The first oil samples produced from the core were a clear orange colour, contrasting markedly with the black colour of the initial oil (Fig. 3). Subsequently produced oil samples became progressively darker as the experiment continued. The removal of colour in the first-eluted oil samples is a dramatic demonstration of (geo)chromatography in its original sense. Analysis of the core extracts showed that most of the pigmented compounds are removed near the core inlet (Fig. 4); these coloured polar species will be discussed elsewhere.

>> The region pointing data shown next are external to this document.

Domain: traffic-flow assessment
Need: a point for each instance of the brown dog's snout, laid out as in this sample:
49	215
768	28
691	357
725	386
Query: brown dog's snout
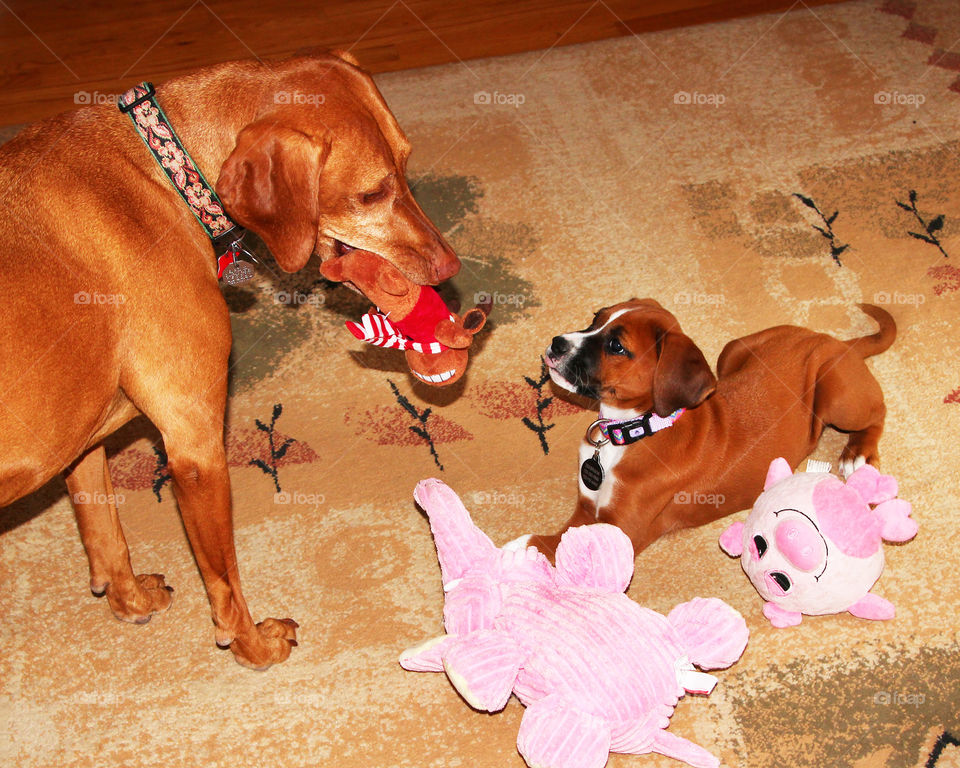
559	346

Changes in the bulk composition of the produced oil were small, the resin content, for example, reducing from ca. 15% in the original oil to ca. 10% in the first-eluted oil. This was accompanied by a similarly small increase in saturated hydrocarbons content. By the end of the experiment, the bulk composition and colour of the produced oil samples were similar to those of the original oil.
https://static-content.springer.com/image/art%3A10.1186%2F1467-4866-1-54/MediaObjects/12932_2000_Article_9_Fig3_HTML.jpg
Figure 3

Geochromatography in action! The colour of the eluted oil changes during the experiment; the earliest eluting oils (vials 30–36) are light orange, subsequent samples rapidly becoming darker through the experiment, the final eluted oil (vial 57) being of similar colour to the original oil.

https://static-content.springer.com/image/art%3A10.1186%2F1467-4866-1-54/MediaObjects/12932_2000_Article_9_Fig4_HTML.jpg
Figure 4

Dichloromethane–methanol (2:1) extracts of 1 cm thick slices along the core show that most coloured material removed from the injected oil has been retained near the inlet.

Fractionation of migration tracers

Comparison of the sterane based "Biomarker migration index" of Siefert and Moldowan[3] (ratio of C29 sterane 5α, 14β, 17β (S + R)/[5α, 14β, 17β (S + R) + 5α, 14α, 17α (S + R)] isomers) and a typical biomarker maturity related ratio (the ratio of the 20S/(20S + 20R) isomers for the regular C29 steranes) in the original and migrated oils showed no statistically detectable variation even with the first produced orange oils. A similar absence of variation accompanied most hydrocarbon biomarker ratios used for facies and maturity assessment.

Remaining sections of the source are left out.